With a quick glance around Mary shoved her new power tee back in the bag and dropped it to the ground. Crossing her arms and grabbing the hem of the Ramones shirt she was currently wearing (they were apparently a band, but she’d never listened to their music), she pulled the t-shirt off in a quick motion, catching a brief flash of her topless reflection in the thrift store window. Then she pulled on her new good luck shirt, the Mother Mary. She stood admiring herself in the glass. The shirt definitely had some kind of magic.

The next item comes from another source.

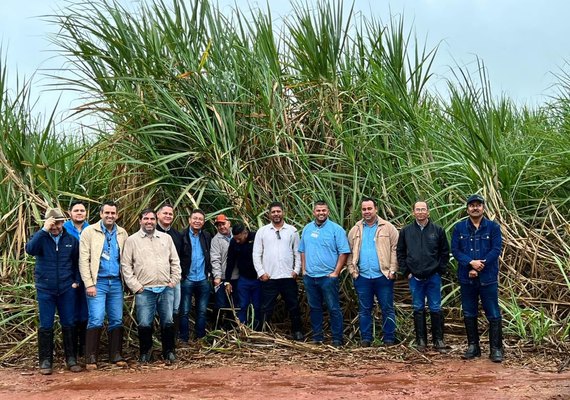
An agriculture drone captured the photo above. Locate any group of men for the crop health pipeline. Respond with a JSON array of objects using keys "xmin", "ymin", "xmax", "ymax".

“Yep, kinda radiator,” she pulled her sunglasses down from the top of her head. Looking hot. She was going to get her way at the track today. One way or another.
“Mary!”
She turned, pulling her eyes away from her own reflection to the thrift store’s entrance.
“How many times have I told you not to change on the street in front of my shop?” The thrift shop’s owner stood in the doorway, her expression unreadable in the shade of the store’s tattered awning.
“A lot.”
“So stop!” The woman threw her arms up in exasperation, plastic bangles clattering in the quiet morning.
“No one cares.” Mary waved her arm in the direction of the strip mall’s mostly empty parking lot. “No one’s here but me and like three people.”
“Girl, I swear to God, I’m calling the cops next time.”
“Ok.” Mary picked up her green fanny pack and slung it over her shoulder, like a lipgloss and bubblegum bandolier. She picked her old shirt up off the sidewalk and chucked it in the plastic bag, which she tossed underhand to the thrift store owner, “I want to donate that. Don’t really like it.” She turned, not listening to the woman screaming behind her that that wasn’t how donations worked. Tara, the woman’s name was Tara, Mary remembered. Bet there weren’t any goddesses named Tara. Even if there were, they were probably lame. Tara, the goddess of pitching a fit over no fucking thing.